Philpot told legislators he believes he is the only judge in Kentucky holding these "irretrievably broken hearings," which typically last 15 minutes
State Sen. Danny Carroll, R-Paducah, mentioned the importance of ensuring victims of domestic violence can quickly divorce their abusive spouses, which Philpot supported.
But state Rep. Mary Lou Marzian, D-Louisville, suggested the "pause" in divorce proceedings Philpot is proposing could be a "nanny state" move, although she agreed people jump into marriage too fast. "I think folks, once they've reached the court, have really decided what they want to do," she said. "I think we really have to respect decisions of Kentucky citizens that have made this decision."
Philpot didn't talk much about gay marriage Friday, although he did reiterate his belief that the greatest tragedy isn't that gay people want to get married but that straight people don't want to marry.
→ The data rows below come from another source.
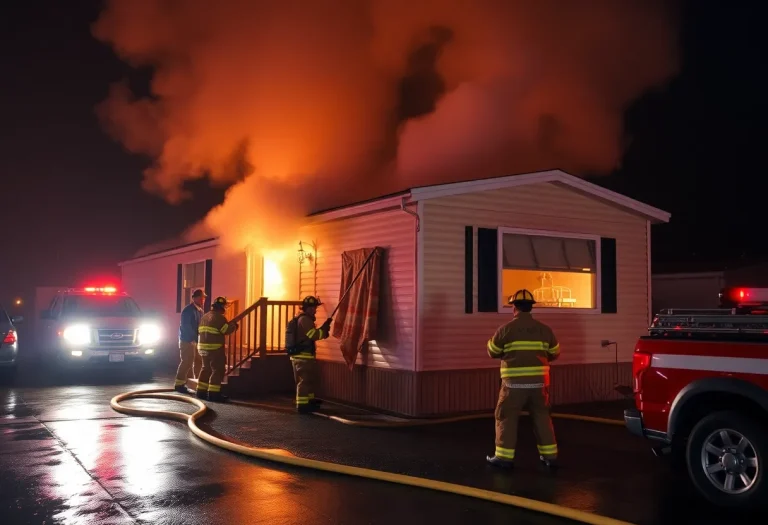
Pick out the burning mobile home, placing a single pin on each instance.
(451, 254)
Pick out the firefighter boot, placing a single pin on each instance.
(217, 397)
(499, 462)
(550, 463)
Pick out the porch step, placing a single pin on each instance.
(271, 374)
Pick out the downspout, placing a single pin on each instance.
(409, 212)
(416, 286)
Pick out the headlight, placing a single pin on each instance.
(149, 334)
(78, 334)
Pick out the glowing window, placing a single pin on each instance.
(561, 272)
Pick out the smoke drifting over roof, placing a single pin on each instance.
(308, 104)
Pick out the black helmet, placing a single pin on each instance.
(522, 297)
(310, 301)
(220, 303)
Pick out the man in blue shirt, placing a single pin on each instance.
(190, 321)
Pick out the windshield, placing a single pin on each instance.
(100, 306)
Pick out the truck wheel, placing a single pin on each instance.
(726, 458)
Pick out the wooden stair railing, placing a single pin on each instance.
(261, 331)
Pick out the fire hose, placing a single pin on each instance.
(287, 458)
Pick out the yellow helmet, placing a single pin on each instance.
(521, 296)
(309, 301)
(220, 302)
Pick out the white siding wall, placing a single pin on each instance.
(394, 231)
(152, 283)
(452, 339)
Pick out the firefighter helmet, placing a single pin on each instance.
(522, 296)
(220, 302)
(310, 301)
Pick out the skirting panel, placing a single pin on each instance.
(459, 391)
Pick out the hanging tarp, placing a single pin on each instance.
(356, 319)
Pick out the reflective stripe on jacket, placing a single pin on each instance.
(301, 337)
(190, 322)
(213, 328)
(525, 347)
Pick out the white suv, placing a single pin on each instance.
(97, 326)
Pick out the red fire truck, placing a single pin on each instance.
(700, 381)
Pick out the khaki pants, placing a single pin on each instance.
(212, 373)
(512, 401)
(189, 357)
(305, 374)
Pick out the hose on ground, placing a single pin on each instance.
(287, 458)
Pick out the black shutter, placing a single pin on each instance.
(487, 270)
(468, 269)
(608, 290)
(179, 286)
(208, 279)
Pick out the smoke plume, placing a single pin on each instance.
(305, 104)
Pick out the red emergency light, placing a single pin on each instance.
(103, 289)
(744, 296)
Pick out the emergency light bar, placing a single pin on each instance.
(95, 289)
(739, 296)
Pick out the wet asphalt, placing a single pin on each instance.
(67, 457)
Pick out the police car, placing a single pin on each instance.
(97, 326)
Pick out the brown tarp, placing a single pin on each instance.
(356, 319)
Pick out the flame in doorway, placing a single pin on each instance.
(274, 284)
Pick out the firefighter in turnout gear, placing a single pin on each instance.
(525, 347)
(210, 345)
(300, 338)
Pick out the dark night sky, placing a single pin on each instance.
(73, 204)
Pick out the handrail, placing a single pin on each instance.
(252, 337)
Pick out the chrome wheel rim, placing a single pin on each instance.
(730, 461)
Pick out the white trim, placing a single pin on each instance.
(354, 210)
(706, 363)
(173, 251)
(501, 230)
(552, 176)
(418, 283)
(688, 275)
(650, 275)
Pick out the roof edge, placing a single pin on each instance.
(394, 200)
(556, 176)
(197, 245)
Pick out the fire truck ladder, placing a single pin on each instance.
(720, 321)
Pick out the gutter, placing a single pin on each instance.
(416, 282)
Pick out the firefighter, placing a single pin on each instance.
(190, 322)
(525, 347)
(210, 345)
(300, 338)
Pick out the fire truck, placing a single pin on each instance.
(700, 384)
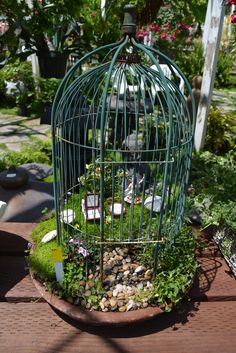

Comments he made to a religious group in Wilmore, Ky., last September — including statements that compared gay marriage to an oxymoron, such as a "magnificent Chihuahua," and that the Supreme Court ruling legalizing gay marriage was "pretty close to insane" — drew attention to Philpot, who has presided over gay couples' adoption hearings.
After Friday's meeting, Philpot — a former state senator himself — stuck around to give legislators copies of his new novel on marriage and family court, which is called "Judge Z: Irretrievably Broken."